Before you do anything else, consider the kind of mood you wish to create in a certain room, and how different colours make you feel. This is a guide based on the psychology of colour, but you will be the one living with the choices you make so it’s important that you make the right ones for you.
- Yellow - Energising, uplifting yellow makes us feel happy and summery, and there is some indication that it increases serotonin levels. Yellow is a great choice for kitchens, bathrooms and even gyms (if you’re lucky enough to have one) but you can have too much of a good thing, with studies showing that over-exposure can cause irritability and babies cry more in yellow rooms – so keep it out of the bedroom.
- Blue - Pale blue is great for bedrooms as it’s known for having a calming effect and may promote a deep, relaxing sleep. It’s also a great choice for a playroom as it’s thought to reduce hyperactivity in children and increase imagination. The wrong shade can leave a room feeling cold so don’t rush in to anything without trying a few testers.
- Green - Green feels like a connection to nature and combines the calming effect of blues with energised yellow tones. Pantone chose “greenery” as their colour for 2017 as an expression of our need to unite amid the current political environment – so this colour is bang on trend. The colour green may promote laziness so it’s perhaps not the best choice for a gym or home office!
- Purple - Pale purples can stimulate creativity and the problem solving areas of our brain. It’s also a relaxing alternative to green, or blue so is great for bedrooms. On the other hand, a deeper purple can help you to create an opulent, elegant feeling in your home and looks fantastic in a large living room or dining area.
- Pink - Pink is often overlooked in interior design and reserved for a young girl’s bedroom. The shade makes a real difference – hot pink can be energising and remind us of glamour and festivity, whilst the tranquillising effect of a lighter shade means some football teams use it for the dressing rooms of their guest teams.
- Red - Red can increase our metabolism and heart rate and is thought to increase our appetite, which is why it features so prominently in fast food restaurants like McDonalds. It’s energising and is one of the best colours for stimulating emotion, so it’s good to use in a dining area where we want guests to eat and socialise. Too much red can be overwhelming, so think of ways to use it as an accent colour.
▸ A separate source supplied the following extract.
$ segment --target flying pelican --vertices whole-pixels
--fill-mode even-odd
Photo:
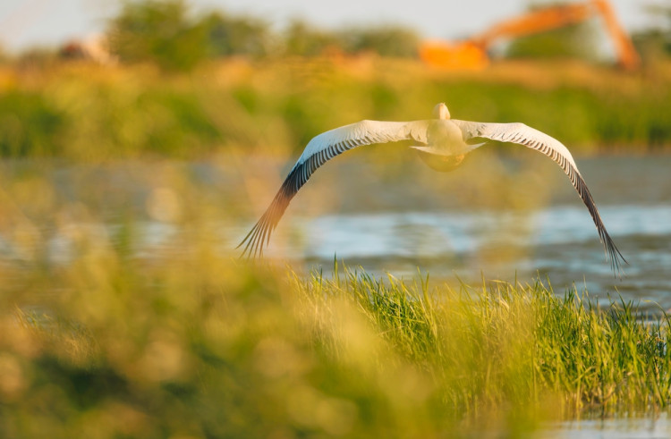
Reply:
[[[432,115],[430,120],[413,122],[361,121],[313,138],[289,172],[268,208],[238,245],[238,248],[244,245],[242,256],[263,254],[264,246],[270,241],[270,233],[298,190],[319,166],[347,150],[375,143],[413,140],[420,145],[411,148],[418,150],[429,166],[446,172],[454,169],[468,153],[488,140],[497,140],[535,149],[561,166],[590,211],[613,270],[619,273],[620,260],[626,261],[606,231],[597,205],[566,147],[523,123],[488,123],[450,119],[450,112],[443,103],[434,107]]]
Before you make any rash decisions, remember to always go for a colour you love and will go with the room in question, rather than following fads and trends, and always test it out before you commit. A colour may look perfect on the pot but appear completely different when you’ve covered your walls in it. If a colour is too bold, or too dark then think of ways you can incorporate it without going overboard – such a statement wall or piece of furniture.